In the end shall Christians become Jews and Jews, Christians? On Franz Rosenzweig's apocalyptic eschatology
Cross Currents, Wntr, 2004 by Gregory Kaplan
The dislocation of Jewish heart and Jewish body is an internal struggle that mirrors the battle (to the death?) of Judaism and Christianity (over paganism, as I suggest below). For the People Israel, creation and redemption fold in on the point of revelation. (49) Yet this point squeezes out the living, breathing Jewish individual who remains no less pagan because earthly, no less Christian because historical. (50) In other words, the strict identification of beginning and ending (within Judaism) correlates a metaphysical fullness with an ontic emptiness. (51) This position resembles the philosopher Edith Wyschogrod's characterization of a "forward-looking romantic apocalypticism" which converts the plenitude of God's creative actuality into the void of infinite redemptive possibility. In its proleptic fulfillment of redemption the Jewish People adumbrates a fundamental lack or abyss; it collapses past and future into the present instant and empties reality of its being. As theologian Thomas J.J. Altizer unpacks the modern apocalyptic, "a universal consciousness can fully realize itself objectively and actually only by negating its own subjective ground or center.... Death is objectively meaningless and insignificant. But it is subjectively more real than ever, and thereby death becomes the one and only portal to a full and final subjective fulfillment." (52) Inasmuch as death completely saturates life, with 'the end of the world' as it is experienced presently (by the People Israel, for Rosenzweig), it paradoxically fills being with nothing. Wyschogrod comments: "It is as total presence that we encounter this abyss and name it in the only way possible, through silence." (53) So too in Rosenzweig's view the Jewish plenum reaches its apex in the congregation's silent prostration before God on Yom Kippur. (54) Therefore, it seems as if the Jewish People is the non-existent sign which de-negates mortal existence with its historical machinations and geographical adaptations. And this affords the ultimate denegation, or negation that denies itself, of life by death.
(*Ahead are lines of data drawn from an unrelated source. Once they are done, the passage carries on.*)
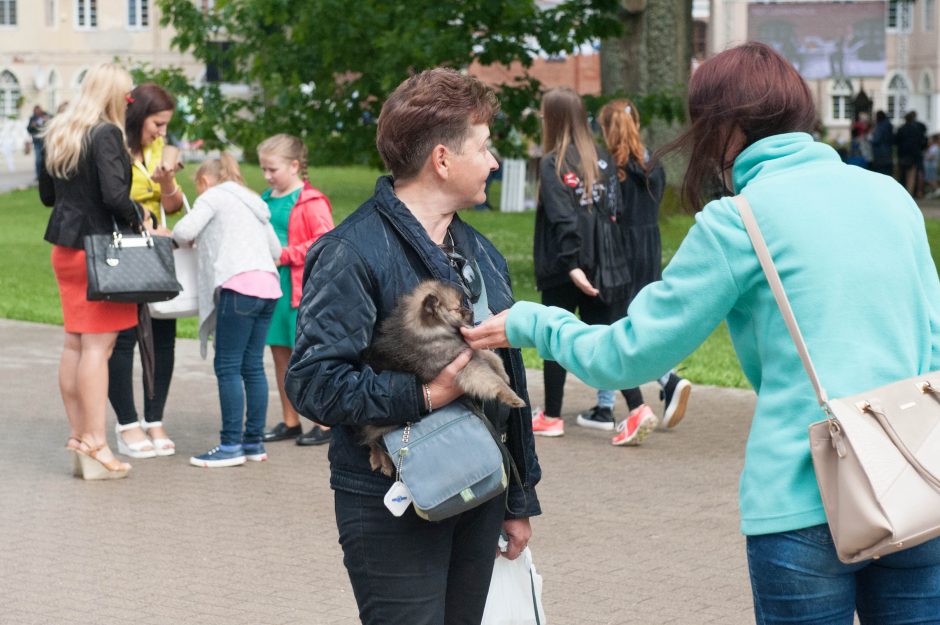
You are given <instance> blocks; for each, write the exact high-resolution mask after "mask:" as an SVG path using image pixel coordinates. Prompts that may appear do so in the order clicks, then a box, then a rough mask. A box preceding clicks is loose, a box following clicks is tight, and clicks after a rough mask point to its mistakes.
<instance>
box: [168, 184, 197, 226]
mask: <svg viewBox="0 0 940 625" xmlns="http://www.w3.org/2000/svg"><path fill="white" fill-rule="evenodd" d="M180 194H181V195H182V196H183V208H184V209H186V214H187V215H188V214H189V211H191V210H192V209H191V208H190V207H189V199H188V198H187V197H186V194H185V193H184V192H183V190H182V189H180ZM160 223H161V224H163V227H164V228H165V227H166V210H165V209H164V208H163V202H160Z"/></svg>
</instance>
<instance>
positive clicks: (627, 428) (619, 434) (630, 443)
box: [610, 404, 659, 447]
mask: <svg viewBox="0 0 940 625" xmlns="http://www.w3.org/2000/svg"><path fill="white" fill-rule="evenodd" d="M658 423H659V419H657V418H656V415H654V414H653V411H652V410H650V407H649V406H647V405H646V404H643V405H642V406H640V407H639V408H636V409H635V410H634V411H633V412H631V413H630V416H628V417H627V418H626V419H624V420H623V421H621V422H620V423H619V424H618V425H617V434H616V435H614V438H613V440H611V441H610V443H611V444H612V445H617V446H618V447H619V446H621V445H639V444H640V442H641V441H642V440H643V439H644V438H646V436H647V435H648V434H649V433H650V432H652V431H653V429H654V428H655V427H656V425H657V424H658Z"/></svg>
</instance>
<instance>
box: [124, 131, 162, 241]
mask: <svg viewBox="0 0 940 625" xmlns="http://www.w3.org/2000/svg"><path fill="white" fill-rule="evenodd" d="M142 152H143V157H144V159H143V162H141V161H138V160H135V161H134V167H133V168H132V176H131V199H132V200H134V201H135V202H139V203H140V205H141V206H143V207H144V209H146V210H148V211H150V212H151V213H153V215H154V216H156V218H157V221H158V222H159V221H160V185H159V184H157V183H156V182H154V181H153V178H152V176H153V172H154V171H155V170H156V169H157V165H159V164H160V162H161V161H162V160H163V137H157V138H156V139H154V141H153V143H151V144H150V145H148V146H147V147H145V148H143V150H142ZM160 225H161V226H165V225H166V224H164V223H162V222H161V223H160Z"/></svg>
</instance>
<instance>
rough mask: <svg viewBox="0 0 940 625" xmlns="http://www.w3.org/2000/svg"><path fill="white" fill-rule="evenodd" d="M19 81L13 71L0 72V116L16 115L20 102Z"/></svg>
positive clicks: (11, 116)
mask: <svg viewBox="0 0 940 625" xmlns="http://www.w3.org/2000/svg"><path fill="white" fill-rule="evenodd" d="M20 93H21V92H20V81H18V80H17V79H16V76H15V75H14V74H13V72H11V71H8V70H4V71H3V72H2V73H0V117H16V114H17V110H18V109H19V103H20Z"/></svg>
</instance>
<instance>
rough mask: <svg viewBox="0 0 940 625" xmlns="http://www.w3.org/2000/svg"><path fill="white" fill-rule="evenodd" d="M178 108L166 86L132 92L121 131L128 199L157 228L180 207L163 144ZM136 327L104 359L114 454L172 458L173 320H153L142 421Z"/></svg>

To sum up, Rosenzweig's modern apocalyptic vision has two distinct but related features: (1) the difference between people and individual; and (2) the pathos of Jewish dislocation from a world of Christian messianic expansion. We might say that, for Rosenzweig, the individual Jewish body is the dialectical negative of the collective Jewish soul taken up and living eternally in the "people Israel." If, therefore, Judaism straddles history and eternity, it is the body that suffers from its historical dislocation and vulnerability to Christian expansionism whereas it is the people as 'soul' which is the bearer of a realized eschatology. And yet the advent or even the prospect of the eschaton marks a 'complete Judaization' which is a full dissolution of the Jewish people as a distinctive people. (55)
In the end, for Rosenzweig, Christianity replaces paganism with Judaism, adapting Judaism to pagan environs. Judaism remains throughout supernal. But in historical time Christians increasingly take over the place of Jews. And once the proper time has arrived Jews will have served out their purpose as anticipatory. Moreover, the time must come, indeed, it is coming, since "what is not to come save in eternity will not come in all eternity." (56) The end of days is not a regulative idea, pace Hermann Cohen, an endlessly extended horizon towards which the Jewish People strives. Rather, it involves a violent struggle within Judaism, pitting Jew against Jew. In a pregnant 1924 comment on a poem by Judah Ha-Levi, Rosenzweig measures the value of "the false messiah" who, returning again and again, "divides ... those who have the strength of faith to be deceived, and those who have the strength of hope not to be deceived." This lasts "until the one time when it will be the reverse ... and the one who still belongs to the hopeful and not to the faithful ... risks the danger of being rejected." (57) Hope or faith--Jewish or Christian (?)--it is perhaps impossible to untangle. Consequently and paradoxically, the continually reenacted eschaton heralds the apocalyptic termination, even transposition, of liturgical Jewish people and, indeed, historical Christian individual as well as earthly pagan existence.